Posted on • Updated on • Originally published at haufler.org

Interviewing at Google, Facebook, Foursquare, Dropbox, Fog Creek, etc.

This post was originally published on my blog when I was a junior in college. Since the post is relevant to the DEV.to audience, I decided to re-publish it here.

I applied for internships at several tech companies this year, including Google, Facebook, Foursquare, Dropbox, Twilio, Bloomberg, and Fog Creek.

Below, I describe the interview processes of all these companies. To potential applicants, this article will provide all the questions I received in these interviews, and it should be a helpful resource for interview preparation. For all coding phone interviews (where I didn't sign an NDA), I include the actual code written during the interview.

I can only provide anecdotal evidence, but I believe my interview experience at these firms provides insight on their hiring philosophies.
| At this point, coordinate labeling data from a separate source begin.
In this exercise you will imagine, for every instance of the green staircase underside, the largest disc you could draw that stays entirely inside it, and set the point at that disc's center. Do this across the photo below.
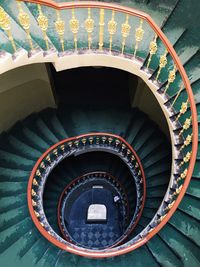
(20, 242)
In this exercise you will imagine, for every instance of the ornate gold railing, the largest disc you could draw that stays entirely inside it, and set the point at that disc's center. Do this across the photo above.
(121, 31)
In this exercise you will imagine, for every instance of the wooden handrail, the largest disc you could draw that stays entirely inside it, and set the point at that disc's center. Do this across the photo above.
(180, 68)
(77, 251)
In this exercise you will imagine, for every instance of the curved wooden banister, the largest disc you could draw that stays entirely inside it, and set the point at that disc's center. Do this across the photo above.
(180, 68)
(78, 250)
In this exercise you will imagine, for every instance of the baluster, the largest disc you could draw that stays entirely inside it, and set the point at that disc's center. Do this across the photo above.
(37, 214)
(38, 173)
(5, 25)
(60, 28)
(187, 141)
(125, 32)
(178, 190)
(48, 158)
(42, 165)
(35, 182)
(89, 25)
(186, 125)
(152, 50)
(162, 64)
(62, 148)
(24, 20)
(74, 26)
(139, 33)
(33, 193)
(34, 204)
(183, 109)
(101, 29)
(43, 24)
(180, 90)
(112, 28)
(171, 78)
(186, 158)
(169, 206)
(182, 176)
(55, 152)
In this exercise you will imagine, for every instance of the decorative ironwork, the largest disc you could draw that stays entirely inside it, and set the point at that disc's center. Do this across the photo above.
(183, 175)
(171, 78)
(186, 125)
(162, 64)
(138, 36)
(187, 141)
(60, 28)
(112, 28)
(74, 26)
(6, 26)
(24, 20)
(101, 29)
(153, 47)
(177, 192)
(178, 94)
(89, 25)
(185, 159)
(183, 109)
(43, 24)
(125, 32)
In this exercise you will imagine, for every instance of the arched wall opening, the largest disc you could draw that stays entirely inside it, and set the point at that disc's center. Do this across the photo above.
(31, 88)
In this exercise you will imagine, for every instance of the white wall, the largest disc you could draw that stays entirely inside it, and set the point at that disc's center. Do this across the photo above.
(23, 91)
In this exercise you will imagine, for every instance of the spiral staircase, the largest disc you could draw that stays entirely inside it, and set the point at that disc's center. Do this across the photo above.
(56, 163)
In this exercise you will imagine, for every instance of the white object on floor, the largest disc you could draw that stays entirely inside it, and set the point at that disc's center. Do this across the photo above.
(97, 213)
This is a long post (~3000 words), so feel free to skip the companies that don't interest you.

1. Google

# of Interviews: 3

Position: Software Engineer Intern

Experience: I applied online at the Google website, then received an email from HR about three weeks later setting up two consecutive 50-minute phone interviews (with a 10 minute break in-between). I signed a non-disclosure agreement, so I wont give the exact questions. Both of these interviews were very different from my experiences with other companies.

In the first interview, the interviewer called me 20 minutes late, so the 50-minute interview became a 30-minute interview. He asked a low-level coding question involving UTF encoding. When I first heard the question, I had no idea how to know to answer it. I didn't have much experience manipulating individual bits, so I slowly and deliberately repeated the question back to him, to make sure I understood what he was asking. I quickly Googled how to use bitwise operators in C and found this wonderful code snippet on StackOverflow that made the problem easy to solve. I wrote a solution with time to spare, and the interviewer seemed content with my answer.
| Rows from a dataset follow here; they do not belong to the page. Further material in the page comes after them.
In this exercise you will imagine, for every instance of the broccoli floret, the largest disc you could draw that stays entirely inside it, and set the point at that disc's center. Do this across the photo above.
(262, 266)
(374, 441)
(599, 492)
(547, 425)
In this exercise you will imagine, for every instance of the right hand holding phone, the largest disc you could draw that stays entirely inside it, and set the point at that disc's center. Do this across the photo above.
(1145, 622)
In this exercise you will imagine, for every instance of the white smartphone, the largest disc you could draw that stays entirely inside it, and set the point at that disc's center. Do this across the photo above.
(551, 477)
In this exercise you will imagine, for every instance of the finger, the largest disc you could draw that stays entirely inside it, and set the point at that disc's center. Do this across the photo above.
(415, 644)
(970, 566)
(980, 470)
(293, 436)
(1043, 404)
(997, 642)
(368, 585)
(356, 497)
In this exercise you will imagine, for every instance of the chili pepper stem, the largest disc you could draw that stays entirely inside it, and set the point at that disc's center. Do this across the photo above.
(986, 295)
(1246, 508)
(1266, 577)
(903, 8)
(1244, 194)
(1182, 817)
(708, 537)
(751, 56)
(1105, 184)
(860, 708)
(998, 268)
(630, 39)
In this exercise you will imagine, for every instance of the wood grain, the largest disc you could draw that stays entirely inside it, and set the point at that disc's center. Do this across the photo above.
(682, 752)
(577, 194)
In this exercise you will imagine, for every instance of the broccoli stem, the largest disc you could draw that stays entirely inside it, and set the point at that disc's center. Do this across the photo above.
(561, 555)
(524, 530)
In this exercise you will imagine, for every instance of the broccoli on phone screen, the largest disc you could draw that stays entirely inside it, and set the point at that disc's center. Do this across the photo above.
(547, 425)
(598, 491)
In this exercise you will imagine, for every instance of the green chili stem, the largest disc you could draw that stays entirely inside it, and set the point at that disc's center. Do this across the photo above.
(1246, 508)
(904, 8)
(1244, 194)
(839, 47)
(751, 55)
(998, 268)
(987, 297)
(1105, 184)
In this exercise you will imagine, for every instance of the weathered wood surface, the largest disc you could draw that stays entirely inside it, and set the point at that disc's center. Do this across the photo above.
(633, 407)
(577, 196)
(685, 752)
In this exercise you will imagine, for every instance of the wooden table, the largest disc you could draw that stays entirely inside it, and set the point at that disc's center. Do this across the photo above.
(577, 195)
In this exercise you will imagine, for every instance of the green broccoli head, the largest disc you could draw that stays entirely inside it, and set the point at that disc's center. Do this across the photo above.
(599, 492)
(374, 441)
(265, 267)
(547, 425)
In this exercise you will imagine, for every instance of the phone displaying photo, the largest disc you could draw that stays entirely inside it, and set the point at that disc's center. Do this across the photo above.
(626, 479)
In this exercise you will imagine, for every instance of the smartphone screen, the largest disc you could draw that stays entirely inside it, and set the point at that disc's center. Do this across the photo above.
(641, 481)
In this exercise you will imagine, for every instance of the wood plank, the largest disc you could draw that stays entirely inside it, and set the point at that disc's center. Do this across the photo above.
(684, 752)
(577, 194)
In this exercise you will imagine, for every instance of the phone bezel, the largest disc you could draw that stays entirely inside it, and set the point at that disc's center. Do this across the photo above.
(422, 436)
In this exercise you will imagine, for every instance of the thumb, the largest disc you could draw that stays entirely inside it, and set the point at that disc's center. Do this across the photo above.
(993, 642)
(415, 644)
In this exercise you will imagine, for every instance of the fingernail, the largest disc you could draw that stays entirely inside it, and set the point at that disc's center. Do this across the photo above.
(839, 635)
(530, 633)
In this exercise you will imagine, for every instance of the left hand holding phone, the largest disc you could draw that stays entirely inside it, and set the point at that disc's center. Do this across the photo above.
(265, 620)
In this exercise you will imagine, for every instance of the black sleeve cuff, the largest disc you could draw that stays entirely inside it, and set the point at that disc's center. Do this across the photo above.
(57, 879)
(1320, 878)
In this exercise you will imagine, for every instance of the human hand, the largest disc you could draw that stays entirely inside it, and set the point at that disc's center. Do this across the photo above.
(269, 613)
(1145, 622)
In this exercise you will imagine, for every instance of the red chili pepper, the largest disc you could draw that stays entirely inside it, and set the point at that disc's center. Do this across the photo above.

(UPDATE: To address the concerns of some readers who brought up the ethical concerns of using Google in a phone interview, I have a point of clarification. After I finished that UTF encoding problem in my interview, the interviewer asked where I got the check-bit macro (he saw me paste it in). I told him I got it from StackOverflow. It didn't seem to concern him.)

In the second interview, I spoke with a Google employee who managed a server farm and worked on the firmware for Googles proprietary server hardware. During the interview, he did 90% of the talking, taking most of the allotted time explaining how awesome his job was. In grandiose terms, he described in full detail the facility where he worked, and explained how petabytes of cached searches were stored in his servers. He only asked me a couple questions, and they seemed to be questions aimed towards Electrical Engineers (e.g. questions about decreasing power consumption in his hardware). I used my meager knowledge of physics and EE to give vague answers, but he responded well to them.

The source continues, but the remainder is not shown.